Attention-deficit/hyperactivity disorder (ADHD)

Attention-deficit/hyperactivity disorder (ADHD) is a developmental disorder. ADHD affects around five per cent of children worldwide with symptoms starting before the age of seven. Children tend to be generally energetic in general but there's a great deal of difference between a bored or restless child and one suffering from ADHD. So what is ADHD?

ADHD is a neurobehavioural disorder. This means that activity in the brain of the sufferer affects their outward behaviour. ADHD makes it more difficult for sufferers to concentrate on a task and may cause them to be overactive or impulsive. Children who suffer from ADHD may have a great deal of problem behaviours, making them difficult to teach or care for.

The most common symptom of ADHD is hyperactivity, with sufferers often having restless sleep, difficulty concentrating and an inability to sit still or the need to constantly fidget . Another common symptom is inattention with the sufferer becoming easily distracted, not finishing work and having a tendency to day-dream. Sufferers of ADHD are often impulsive or disorganised. This may cause them to interrupt the conversations of others or to jump quickly from one activity to another.

Some symptoms such as hyperactivity may improve or disappear as a child grows up however some sufferers have problems which last long into adulthood. Research has found that ADHD sufferers tend to be unpopular with other children and as such it's very important that they receive help as early as possible to prevent other behavioural problems arising from this.

There is no specific cause known for ADHD however there are several factors which may be involved in the condition. Research has found that diet, genetics and physical environments can all contribute to ADHD.

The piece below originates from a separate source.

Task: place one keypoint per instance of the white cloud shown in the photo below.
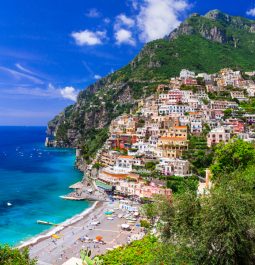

Treatments for ADHD often involve a combination of behaviour modifications, life-style changes and medication. Stimulant medication is common and research has shown that this can provide short-term benefits to children with ADHD. These work by stimulating the areas of the brain which control attention and focus. Although medication can't cure ADHD, by calming the child they can provide an opportunity to help them manage their own behaviour. The most common psychological treatments for ADHD include family therapy, group therapy and psychotherapy.

Parents of children with ADHD can receive training and education which can help them to talk, play and work properly with their child. Research has shown this to improve the behaviour of sufferers. Several professionally-run programmes exist to help parents with behaviour management which involves learning how to plan activities and encourage children for even very small amounts of progress.